Most people do relate to giving directions to someone on how to
retrieve an envelope from a file cabinet in an office on campus. By
extending the ideas of everyday life and the desktop metaphors to the
Internet, students easily understand the need to give consistent
(uniform) direction to items (resource locations). This method of
teaching has proven very effective in demystifying the computer. The
result has been that many students who had expressed dislike or fear of
computers have left my class feeling empowered to use computers to make
art and even, excited by their own successes, pursue more advanced
topics in digital art production.
Instead of demanding that all
students interact exclusively with each other in class, I have set up
online discussion groups, provided ways for students to email each
other and allowed for discussions using online chat and white boards.
This allows for students with less confidence, lower verbal skills, or
disabilities to participate in the discussions, yet it still allows
verbal students to articulate their ideas in class.
For
assignments and final projects, I stress collaboration and assign group
projects. This connects groups of students with each other and allows
them to draw on each other?s strengths. Students focus on what they
can do instead of what they cannot do. The resulting projects are
usually far beyond the individual students ability and serve to
motivate them to produce larger and more ambitious projects. I have
found that a collaborative model of education prepares students to be
both students and teachers. I have also found that this teaches
members of the group to empower rather than to compete with each other.
I have adapted the material I cover in class to follow a
textbook I have been assigning as a reference. This book has a clear
and narrative style and is well organized. In addition, I provide
students with web-based resources that are more technical in nature.
It is my experience that while some students learn best from a live
person, others prefer a narrative in a book, while yet others excel
when given technical documents and specifications. By allowing for all
three points of access, students discover which form of instructional
media works best for them, self-awareness that will empower them for a
life of learning beyond the classroom.
Finally, I encourage
students to give constructive feedback throughout the quarter, to
tailor the class as close as possible to the needs of the group.
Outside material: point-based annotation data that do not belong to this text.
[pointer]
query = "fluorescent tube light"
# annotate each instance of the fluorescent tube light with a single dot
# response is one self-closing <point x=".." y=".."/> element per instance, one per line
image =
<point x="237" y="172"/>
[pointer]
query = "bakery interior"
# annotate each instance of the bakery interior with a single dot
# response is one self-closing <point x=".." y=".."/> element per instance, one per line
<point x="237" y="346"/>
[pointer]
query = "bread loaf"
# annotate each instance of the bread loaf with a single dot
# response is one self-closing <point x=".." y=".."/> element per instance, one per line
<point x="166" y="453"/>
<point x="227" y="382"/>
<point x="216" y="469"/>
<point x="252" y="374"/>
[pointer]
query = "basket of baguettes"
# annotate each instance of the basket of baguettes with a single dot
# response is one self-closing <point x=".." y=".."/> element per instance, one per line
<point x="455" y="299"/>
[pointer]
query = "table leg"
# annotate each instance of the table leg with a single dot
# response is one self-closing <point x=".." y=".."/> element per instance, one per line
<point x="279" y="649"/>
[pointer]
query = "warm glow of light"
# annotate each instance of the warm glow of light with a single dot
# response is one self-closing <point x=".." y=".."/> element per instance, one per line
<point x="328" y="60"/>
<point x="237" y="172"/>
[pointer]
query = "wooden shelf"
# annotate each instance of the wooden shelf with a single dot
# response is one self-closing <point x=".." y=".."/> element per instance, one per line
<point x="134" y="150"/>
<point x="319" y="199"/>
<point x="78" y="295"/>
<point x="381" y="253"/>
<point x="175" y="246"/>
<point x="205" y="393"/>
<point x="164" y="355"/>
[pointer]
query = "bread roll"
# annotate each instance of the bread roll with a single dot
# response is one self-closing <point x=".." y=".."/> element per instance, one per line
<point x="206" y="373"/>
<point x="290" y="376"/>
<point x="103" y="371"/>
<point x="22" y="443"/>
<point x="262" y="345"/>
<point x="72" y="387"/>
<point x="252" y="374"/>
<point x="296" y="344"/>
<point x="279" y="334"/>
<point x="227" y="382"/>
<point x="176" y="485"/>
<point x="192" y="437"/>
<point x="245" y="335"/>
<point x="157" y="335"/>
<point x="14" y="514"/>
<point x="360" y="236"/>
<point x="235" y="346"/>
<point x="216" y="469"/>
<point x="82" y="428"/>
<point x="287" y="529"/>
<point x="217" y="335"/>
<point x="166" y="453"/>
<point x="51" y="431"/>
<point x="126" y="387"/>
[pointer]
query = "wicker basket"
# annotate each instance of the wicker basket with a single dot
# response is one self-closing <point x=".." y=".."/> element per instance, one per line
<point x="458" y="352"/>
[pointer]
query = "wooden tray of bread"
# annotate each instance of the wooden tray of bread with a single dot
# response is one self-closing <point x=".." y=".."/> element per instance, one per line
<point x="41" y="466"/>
Because of this feedback, we now cover more material in the beginning
of the quarter and allow for more supervised in-class production time
at the end of the quarter while students work on their final project.
When
I think of teaching as social sculpture, I envision blocks of the
finest marble, full of potential. Some sculptors take these blocks and
carve their vision into this stone. However, the masters of sculpture
go further. As each block of marble has a unique structure and quality
these master sculptors pay attention to their interaction and are
guided by the innate qualities they discover. Once the famous sculptor
Michelangelo was asked how he was able to produce such extraordinary
sculptures like the David. ?Easy, ? he said,? first you look at the
stone, see what is inside, only then do you start by carving into the
stone and just stop at the skin.? If this is the result of the
interaction between a human being and a piece of stone, how much more
extraordinary should our interactions be with each other!
Some
educators help shape who or what we become. In contrast, Kevin Radley,
one of my teachers and personal influence, used to say that the biggest
thrill of teaching was trying to be sensitive to students and help the
person release their creative potential. In this process, he saw the
act of teaching itself as a creative act. I would like to go even
further and say that thought making art the artist also changes,
develops, and even matures. This has also been my experience with
teaching, and it is because of the realization that I see teaching not
just as a creative act, but also as a practice of personal development.